Auch bei der laufenden Präsidentschaftswahl kommt sie wieder auf: die Diskussion über das politische System in Frankreich. Es gibt viel Unzufriedenheit über die "präsidentielle Monarchie", die starke Stellung des Präsidenten. Der Verfassungsrechtler Jean-Philippe Derosier blickt aber skeptisch auf die Überlegungen zu einer "Sechsten Republik".

SZ: Frankreichs Präsidenten werden immer unbeliebter, zugleich hängen die meisten Franzosen laut Umfragen sehr am Präsidialsystem. Wie lässt sich dieses Paradox erklären?

Jean-Philippe Derosier: Bis zur zweiten Amtszeit Jacques Chiracs, bis 2002, gab es bei den Präsidentschaftswahlen deutlich weniger Kandidaten. Danach begann die Zersplitterung der Parteienlandschaft. Es gibt also nicht mehr die linken Sozialisten auf der einen Seite und die konservativen Gaullisten auf der anderen. Früher holten die Kandidaten, die in die Stichwahl kamen, in der ersten Runde zusammen 70 bis 80 Prozent der Stimmen. Diesmal kamen Emmanuel Macron und Marine Le Pen in der ersten Runde gemeinsam nur auf 50 Prozent. Hinzu kommt der Mythos des Präsidenten, der angeblich alles allein regeln kann. Dabei war das nie der Fall.

Das müssen Sie erklären.

Der französische Präsident hat keine repräsentative Rolle wie der deutsche Präsident, er ist wirklich der Staatschef. Aber er braucht die Mehrheit in der Nationalversammlung, um regieren zu können. Und er hat längst nicht mehr so viel Macht wie noch de Gaulle. Wir haben einen viel mächtigeren Verfassungsrat als früher, eine präsentere EU, mehr Dezentralisierung, einflussreiche private Medien. Stellen wir uns die Krise der Gilets jaunes unter de Gaulle vor: Der hätte damals seinen Innenminister angerufen und ihm gesagt, dass die Leute vom Kreisverkehr runtersollen, und man hätte nie wieder darüber gesprochen. Die Medien zeichnen heute das Bild eines übermächtigen Präsidenten, der eigentlich nur ein übermediatisierter Präsident ist.

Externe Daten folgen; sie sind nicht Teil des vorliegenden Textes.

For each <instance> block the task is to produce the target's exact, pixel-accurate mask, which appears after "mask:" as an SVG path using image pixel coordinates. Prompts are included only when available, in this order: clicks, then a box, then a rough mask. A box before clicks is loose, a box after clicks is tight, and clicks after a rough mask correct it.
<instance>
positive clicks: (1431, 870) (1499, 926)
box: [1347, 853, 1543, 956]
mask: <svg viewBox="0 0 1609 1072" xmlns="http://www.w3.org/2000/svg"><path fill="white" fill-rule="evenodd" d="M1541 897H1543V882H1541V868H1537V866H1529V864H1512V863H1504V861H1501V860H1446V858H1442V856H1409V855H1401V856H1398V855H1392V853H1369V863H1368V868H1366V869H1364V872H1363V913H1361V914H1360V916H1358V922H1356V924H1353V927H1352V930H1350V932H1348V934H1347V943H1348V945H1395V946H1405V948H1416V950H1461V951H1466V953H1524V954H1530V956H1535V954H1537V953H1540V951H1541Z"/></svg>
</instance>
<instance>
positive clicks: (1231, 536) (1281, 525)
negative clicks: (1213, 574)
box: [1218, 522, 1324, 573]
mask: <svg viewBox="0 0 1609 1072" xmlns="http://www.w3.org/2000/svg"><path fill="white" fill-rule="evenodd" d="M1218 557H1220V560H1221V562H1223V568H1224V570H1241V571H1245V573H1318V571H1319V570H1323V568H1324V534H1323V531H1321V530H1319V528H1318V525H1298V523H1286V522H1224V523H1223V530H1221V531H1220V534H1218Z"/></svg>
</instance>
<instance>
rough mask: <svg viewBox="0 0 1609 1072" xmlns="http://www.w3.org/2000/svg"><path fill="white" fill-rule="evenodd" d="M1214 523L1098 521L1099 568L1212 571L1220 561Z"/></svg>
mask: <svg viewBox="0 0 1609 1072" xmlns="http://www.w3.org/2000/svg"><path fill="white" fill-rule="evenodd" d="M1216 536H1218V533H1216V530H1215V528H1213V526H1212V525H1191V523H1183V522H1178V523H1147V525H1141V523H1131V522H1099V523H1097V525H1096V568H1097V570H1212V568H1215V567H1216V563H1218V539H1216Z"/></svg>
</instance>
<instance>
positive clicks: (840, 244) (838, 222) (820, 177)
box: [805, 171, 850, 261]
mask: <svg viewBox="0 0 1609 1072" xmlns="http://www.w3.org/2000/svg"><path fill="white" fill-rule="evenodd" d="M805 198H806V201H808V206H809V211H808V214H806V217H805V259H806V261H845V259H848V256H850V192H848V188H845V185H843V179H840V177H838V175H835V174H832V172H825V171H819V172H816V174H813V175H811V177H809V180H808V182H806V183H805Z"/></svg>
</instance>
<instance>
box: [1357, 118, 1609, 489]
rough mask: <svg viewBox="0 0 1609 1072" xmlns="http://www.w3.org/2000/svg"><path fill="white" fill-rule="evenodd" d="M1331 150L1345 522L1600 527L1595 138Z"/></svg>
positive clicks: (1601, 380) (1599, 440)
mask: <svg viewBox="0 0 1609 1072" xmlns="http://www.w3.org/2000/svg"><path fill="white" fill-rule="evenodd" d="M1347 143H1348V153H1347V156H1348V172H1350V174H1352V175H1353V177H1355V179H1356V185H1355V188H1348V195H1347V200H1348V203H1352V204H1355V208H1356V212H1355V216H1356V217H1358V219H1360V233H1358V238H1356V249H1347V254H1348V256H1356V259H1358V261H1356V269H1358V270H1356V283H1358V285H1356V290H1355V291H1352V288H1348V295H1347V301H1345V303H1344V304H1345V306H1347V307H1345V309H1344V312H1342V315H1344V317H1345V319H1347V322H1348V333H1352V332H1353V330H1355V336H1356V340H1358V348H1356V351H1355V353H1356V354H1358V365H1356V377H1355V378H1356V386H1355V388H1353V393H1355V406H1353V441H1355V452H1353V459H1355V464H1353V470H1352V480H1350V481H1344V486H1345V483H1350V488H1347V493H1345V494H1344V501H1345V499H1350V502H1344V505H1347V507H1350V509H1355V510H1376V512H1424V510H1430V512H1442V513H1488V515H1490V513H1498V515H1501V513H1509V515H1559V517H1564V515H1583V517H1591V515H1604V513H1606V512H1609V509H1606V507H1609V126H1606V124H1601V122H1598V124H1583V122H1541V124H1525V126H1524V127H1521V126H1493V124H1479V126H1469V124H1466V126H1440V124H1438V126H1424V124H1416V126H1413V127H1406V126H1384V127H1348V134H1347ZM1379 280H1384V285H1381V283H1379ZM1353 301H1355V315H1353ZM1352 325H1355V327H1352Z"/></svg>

Alle Nachrichten im Überblick
:SZ am Morgen & Abend Newsletter

Alle Meldungen zur aktuellen Situation in der Ukraine und weltweit - im SZ am Morgen und SZ am Abend. Unser Nachrichten-Newsletter bringt Sie zweimal täglich auf den neuesten Stand. Hier kostenlos anmelden.

Aber der Präsident kann die Nationalversammlung auflösen, den Premierminister bestimmen und ist der Armeechef. Wie kam es dazu?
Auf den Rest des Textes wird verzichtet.